In 2009, Alyson was a member of the Irish Government’s delegation to Timor Leste on United Nations Security Council Resolution 1325 where she spoke on policing oversight and provided recommendations for a revised code of conduct for UN military personnel overseas. Alyson was a Commissioner on the Independent Commission on the Future of Housing in Northern Ireland. Until November 2017 she was Chair of the Board of the Simon Community Northern Ireland, is Chair of the Gender Identity Panel NI, a member of the board of the One Safe Place Justice Centre, a member of the Board of Community Restorative Justice Ireland and Vice Chair of the Board of the Northern Ireland Co-Ownership Housing Association. Between 2009 and September 2017, Alyson was the Independent Human Rights Legal Advisor to the Northern Ireland Policing Board.

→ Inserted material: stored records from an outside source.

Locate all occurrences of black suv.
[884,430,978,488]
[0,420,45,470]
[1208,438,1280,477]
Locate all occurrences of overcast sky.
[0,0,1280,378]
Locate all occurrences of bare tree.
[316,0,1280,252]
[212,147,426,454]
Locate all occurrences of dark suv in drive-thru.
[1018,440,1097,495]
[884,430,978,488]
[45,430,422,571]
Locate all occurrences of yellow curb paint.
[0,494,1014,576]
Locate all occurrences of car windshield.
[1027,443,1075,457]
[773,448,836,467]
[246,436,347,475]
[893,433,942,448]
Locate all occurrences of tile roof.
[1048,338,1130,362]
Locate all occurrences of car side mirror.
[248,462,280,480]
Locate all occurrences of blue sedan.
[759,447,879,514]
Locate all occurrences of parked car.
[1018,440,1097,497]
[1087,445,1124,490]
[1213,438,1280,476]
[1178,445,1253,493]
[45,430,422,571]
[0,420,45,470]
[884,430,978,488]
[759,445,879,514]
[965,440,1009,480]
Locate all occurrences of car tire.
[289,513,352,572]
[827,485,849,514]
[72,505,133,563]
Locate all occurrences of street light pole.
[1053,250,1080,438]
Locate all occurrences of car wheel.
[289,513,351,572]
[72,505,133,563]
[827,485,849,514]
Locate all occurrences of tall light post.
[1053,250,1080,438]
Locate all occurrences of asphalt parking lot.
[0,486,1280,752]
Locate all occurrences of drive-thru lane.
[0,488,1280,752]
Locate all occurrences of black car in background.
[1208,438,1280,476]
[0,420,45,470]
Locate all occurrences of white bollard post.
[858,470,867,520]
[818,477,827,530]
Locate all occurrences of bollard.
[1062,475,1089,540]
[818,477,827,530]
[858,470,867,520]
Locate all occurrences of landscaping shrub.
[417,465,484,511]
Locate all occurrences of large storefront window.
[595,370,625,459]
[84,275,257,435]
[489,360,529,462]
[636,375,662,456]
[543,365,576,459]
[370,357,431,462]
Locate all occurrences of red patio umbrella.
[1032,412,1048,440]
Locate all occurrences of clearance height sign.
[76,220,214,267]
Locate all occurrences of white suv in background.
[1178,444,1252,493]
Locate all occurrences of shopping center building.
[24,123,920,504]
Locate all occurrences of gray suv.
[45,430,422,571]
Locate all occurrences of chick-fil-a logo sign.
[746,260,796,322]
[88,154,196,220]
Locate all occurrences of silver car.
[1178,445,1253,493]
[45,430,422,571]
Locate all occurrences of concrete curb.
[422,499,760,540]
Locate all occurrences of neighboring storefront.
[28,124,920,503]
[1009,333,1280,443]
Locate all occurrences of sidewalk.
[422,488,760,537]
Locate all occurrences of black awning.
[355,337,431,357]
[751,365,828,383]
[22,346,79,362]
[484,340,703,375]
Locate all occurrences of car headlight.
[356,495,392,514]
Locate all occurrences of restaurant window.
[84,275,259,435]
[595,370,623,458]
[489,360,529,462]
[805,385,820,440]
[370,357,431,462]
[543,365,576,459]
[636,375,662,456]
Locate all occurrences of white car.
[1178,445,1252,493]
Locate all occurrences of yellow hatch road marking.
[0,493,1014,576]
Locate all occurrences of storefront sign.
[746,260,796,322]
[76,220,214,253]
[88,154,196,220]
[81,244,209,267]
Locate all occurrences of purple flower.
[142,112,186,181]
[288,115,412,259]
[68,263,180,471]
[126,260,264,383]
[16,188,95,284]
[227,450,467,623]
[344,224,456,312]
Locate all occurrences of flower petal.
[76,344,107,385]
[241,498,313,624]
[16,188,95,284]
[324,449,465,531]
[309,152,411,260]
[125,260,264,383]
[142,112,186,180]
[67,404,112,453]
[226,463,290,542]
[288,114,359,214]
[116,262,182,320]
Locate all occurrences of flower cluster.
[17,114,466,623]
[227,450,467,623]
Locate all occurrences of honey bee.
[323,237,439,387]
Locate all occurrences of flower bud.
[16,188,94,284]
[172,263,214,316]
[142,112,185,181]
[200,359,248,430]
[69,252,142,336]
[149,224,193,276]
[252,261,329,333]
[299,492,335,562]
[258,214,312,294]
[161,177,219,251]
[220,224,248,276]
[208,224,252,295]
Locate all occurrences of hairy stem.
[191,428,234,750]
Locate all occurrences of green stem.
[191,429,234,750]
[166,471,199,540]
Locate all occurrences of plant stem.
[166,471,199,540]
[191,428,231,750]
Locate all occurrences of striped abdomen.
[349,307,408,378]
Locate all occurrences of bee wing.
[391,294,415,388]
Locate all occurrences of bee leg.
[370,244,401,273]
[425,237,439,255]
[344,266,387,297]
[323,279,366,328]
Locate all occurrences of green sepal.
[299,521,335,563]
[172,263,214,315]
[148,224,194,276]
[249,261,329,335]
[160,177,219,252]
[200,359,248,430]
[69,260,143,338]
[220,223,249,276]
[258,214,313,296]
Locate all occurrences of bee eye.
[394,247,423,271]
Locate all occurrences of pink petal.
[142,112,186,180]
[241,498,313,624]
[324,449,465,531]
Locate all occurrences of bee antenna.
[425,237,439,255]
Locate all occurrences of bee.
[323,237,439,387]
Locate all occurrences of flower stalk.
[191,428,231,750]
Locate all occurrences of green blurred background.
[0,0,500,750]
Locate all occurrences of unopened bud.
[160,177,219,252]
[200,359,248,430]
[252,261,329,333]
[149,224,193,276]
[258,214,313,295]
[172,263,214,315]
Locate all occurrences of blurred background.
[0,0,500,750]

During that time, she published annual human rights reports and thematic review reports on, for example: domestic violence; lesbian, gay, bisexual and transgender rights; race hate crime; stop and search; child sexual exploitation and; policing with children and young people. In 2016, she was appointed special legal advisor to the UK’s Independent Reviewer of Terrorism Legislation and continues in that role. She is currently undertaking, instructed by the Officer in Overall Command, an independent review of the ECHR compliance of a number of highly sensitive NI 'legacy' investigations.

An image of Richard Martin in a white shirt.

Richard Martin will be the respondent. Richard is an Assistant Professor at the Department of Law, London School of Economics. He conducts socio-legal and doctrinal research at the intersection of criminal justice, human rights and public law. In his forthcoming monograph, Policing Human Rights (Oxford University Press), Richard draws on extensive fieldwork with the Police Service of Northern Ireland to produce an account of how human rights law is interpreted and applied by a variety of officers. Deploying concepts from socio-legal studies, criminology and anthropology, it examines the role of human rights norms in everyday police practices and vernaculars.